Traditional Chinese Medicine (TCM) approaches stomach ailments through pattern differentiation and treatment that addresses both symptoms and root causes.Every individual with gastric disease has distinct causes and progression patterns. The core issue lies in deficient vital energy (Yuan Qi), which weakens the stomach's vitality, disrupts its functions, and reduces its motility. This vulnerability allows external pathogens to invade, damaging the gastric mucosa and triggering inflammation, erosion, ulcers, glandular atrophy, and ultimately malignant transformation.
Therefore, treating gastric disorders requires not only nurturing the spleen and stomach but also prioritizing the restoration of the stomach's vital energy, stimulating its vitality, and regulating its functions. Subsequently, based on the specific nature of each gastric condition, targeted and holistic medication is administered to achieve both symptomatic relief and root cause resolution.
Four Essentials for Nurturing the Spleen and Stomach
The "Four Essentials": First, sing aloud. Singing enhances respiratory function, helping the body and brain absorb more oxygen, thereby boosting immunity, promoting blood circulation, and effectively expelling stagnant energy from the stomach. Second, move. Engage in activities like dancing or walking. Third, laugh. Each laugh involves approximately 80 muscles from the face to the abdomen, effectively massaging the spleen and stomach.Fourth, embrace grace: Accept what you cannot change and alter what you can, nurturing the spleen and stomach through mental resilience.

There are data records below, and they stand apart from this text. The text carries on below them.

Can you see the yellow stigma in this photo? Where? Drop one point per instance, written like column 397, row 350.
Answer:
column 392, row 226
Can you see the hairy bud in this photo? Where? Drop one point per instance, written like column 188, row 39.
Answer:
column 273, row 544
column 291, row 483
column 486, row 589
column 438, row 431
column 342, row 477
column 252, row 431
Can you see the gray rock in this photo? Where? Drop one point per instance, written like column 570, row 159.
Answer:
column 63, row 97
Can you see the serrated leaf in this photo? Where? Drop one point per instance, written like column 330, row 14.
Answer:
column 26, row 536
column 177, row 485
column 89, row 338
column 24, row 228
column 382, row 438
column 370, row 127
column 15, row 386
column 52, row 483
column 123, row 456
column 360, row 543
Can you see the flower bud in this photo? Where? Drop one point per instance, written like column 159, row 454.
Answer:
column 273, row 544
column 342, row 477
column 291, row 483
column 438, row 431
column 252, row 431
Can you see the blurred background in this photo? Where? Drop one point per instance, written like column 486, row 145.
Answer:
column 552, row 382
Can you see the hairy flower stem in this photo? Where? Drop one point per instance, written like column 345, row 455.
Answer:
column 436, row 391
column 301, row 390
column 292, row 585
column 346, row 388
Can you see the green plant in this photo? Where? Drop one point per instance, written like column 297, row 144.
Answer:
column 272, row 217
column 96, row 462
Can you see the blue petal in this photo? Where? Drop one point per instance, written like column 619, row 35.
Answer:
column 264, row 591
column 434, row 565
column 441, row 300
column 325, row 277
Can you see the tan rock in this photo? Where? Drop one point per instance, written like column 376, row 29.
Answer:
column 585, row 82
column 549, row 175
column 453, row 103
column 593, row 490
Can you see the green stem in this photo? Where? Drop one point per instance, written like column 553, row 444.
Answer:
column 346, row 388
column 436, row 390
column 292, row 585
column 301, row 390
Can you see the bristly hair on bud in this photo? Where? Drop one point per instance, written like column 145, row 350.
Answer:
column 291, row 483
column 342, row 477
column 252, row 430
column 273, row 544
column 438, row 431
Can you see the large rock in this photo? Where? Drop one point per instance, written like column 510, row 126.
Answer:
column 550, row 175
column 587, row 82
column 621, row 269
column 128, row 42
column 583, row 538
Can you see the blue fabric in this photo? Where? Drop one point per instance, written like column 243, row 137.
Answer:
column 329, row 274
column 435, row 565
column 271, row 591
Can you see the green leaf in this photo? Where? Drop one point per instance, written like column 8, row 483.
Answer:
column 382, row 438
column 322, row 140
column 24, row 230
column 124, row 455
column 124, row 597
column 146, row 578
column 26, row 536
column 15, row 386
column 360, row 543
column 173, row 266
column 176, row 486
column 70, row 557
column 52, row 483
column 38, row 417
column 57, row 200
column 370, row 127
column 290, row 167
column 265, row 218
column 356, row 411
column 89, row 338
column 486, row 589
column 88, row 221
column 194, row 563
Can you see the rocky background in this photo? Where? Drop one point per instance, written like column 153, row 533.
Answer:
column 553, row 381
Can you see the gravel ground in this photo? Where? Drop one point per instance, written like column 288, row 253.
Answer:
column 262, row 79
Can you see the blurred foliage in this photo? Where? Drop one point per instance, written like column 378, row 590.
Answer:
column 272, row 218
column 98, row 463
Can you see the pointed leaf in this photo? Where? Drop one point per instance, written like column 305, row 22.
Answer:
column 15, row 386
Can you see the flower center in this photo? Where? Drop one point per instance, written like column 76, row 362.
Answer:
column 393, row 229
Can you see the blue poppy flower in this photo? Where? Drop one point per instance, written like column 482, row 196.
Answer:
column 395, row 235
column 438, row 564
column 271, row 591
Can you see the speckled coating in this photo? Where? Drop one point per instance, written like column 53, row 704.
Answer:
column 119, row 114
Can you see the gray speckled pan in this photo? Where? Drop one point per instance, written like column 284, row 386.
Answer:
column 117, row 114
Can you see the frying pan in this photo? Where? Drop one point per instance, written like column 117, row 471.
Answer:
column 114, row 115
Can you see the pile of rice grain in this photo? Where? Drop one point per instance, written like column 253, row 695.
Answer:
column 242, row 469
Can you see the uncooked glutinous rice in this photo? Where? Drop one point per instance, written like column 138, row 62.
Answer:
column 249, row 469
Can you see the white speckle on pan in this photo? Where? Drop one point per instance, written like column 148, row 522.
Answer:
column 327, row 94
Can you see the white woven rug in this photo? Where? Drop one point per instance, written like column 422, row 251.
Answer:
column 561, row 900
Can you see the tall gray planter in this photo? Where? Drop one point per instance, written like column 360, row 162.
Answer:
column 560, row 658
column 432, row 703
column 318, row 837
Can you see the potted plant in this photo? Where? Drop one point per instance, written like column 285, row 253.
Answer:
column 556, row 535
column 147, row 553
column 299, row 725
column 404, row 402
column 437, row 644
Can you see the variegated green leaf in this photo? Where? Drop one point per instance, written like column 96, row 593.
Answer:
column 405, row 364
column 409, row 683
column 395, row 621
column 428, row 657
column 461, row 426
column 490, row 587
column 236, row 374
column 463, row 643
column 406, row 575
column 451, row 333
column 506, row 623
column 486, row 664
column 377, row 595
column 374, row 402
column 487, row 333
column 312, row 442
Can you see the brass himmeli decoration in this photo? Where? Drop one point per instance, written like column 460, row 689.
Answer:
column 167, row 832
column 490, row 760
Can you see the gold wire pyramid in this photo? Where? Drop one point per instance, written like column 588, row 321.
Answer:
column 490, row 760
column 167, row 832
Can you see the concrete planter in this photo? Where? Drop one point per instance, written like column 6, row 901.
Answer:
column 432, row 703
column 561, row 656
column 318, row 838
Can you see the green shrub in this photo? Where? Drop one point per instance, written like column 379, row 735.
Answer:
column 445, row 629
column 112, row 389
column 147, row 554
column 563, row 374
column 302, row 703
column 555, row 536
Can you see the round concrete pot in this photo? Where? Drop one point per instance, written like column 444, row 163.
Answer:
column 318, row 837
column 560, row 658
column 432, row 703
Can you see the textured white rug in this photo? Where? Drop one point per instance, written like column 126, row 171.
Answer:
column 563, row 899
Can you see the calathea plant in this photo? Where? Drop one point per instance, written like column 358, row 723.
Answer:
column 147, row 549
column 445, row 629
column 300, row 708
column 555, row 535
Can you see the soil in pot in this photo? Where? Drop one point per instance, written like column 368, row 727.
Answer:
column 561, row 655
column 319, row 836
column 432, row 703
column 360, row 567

What Foods Benefit a Weak Spleen and Stomach?
Milk
Sweet in taste, neutral in nature, entering the Lung and Stomach meridians.
Effects: Tonifies the lung and stomach, generates fluids, and moistens the large intestine.Suitable for yin deficiency stomach pain and fluid-deficient constipation; modernly used to treat peptic ulcers and chronic constipation. Contraindicated for diarrhea, spleen deficiency, or dampness syndromes.
Porridge
Porridge is easily digestible, especially eight-treasure porridge containing peanuts, almonds, and sugar, which offers higher calories and richer nutrition beneficial for the stomach. Fresh peanuts, rich in protein and fats, effectively protect the stomach.
Staple Foods
Noodles are the most stomach-friendly. Rice contains more acidity, so reduce rice consumption. When cooking congee, adding a small amount of baking soda benefits the stomach. Biscuits are another option.
Apples
Sweet in taste, cool in nature.
Effects: Strengthens the spleen, replenishes qi, benefits the stomach, generates fluids, and moistens dryness.Suitable for spleen deficiency with poor appetite, stomach yin deficiency, and yin deficiency stomach pain.
Its vitamin C content provides analgesic effects and promotes ulcer healing. Simmered with Job's tears, dried tangerine peel, and honey, it treats epigastric distension, upper abdominal fullness, and gastric/duodenal ulcers. When stewed with adzuki beans, winter melon, and rock sugar, it reduces swelling and promotes diuresis.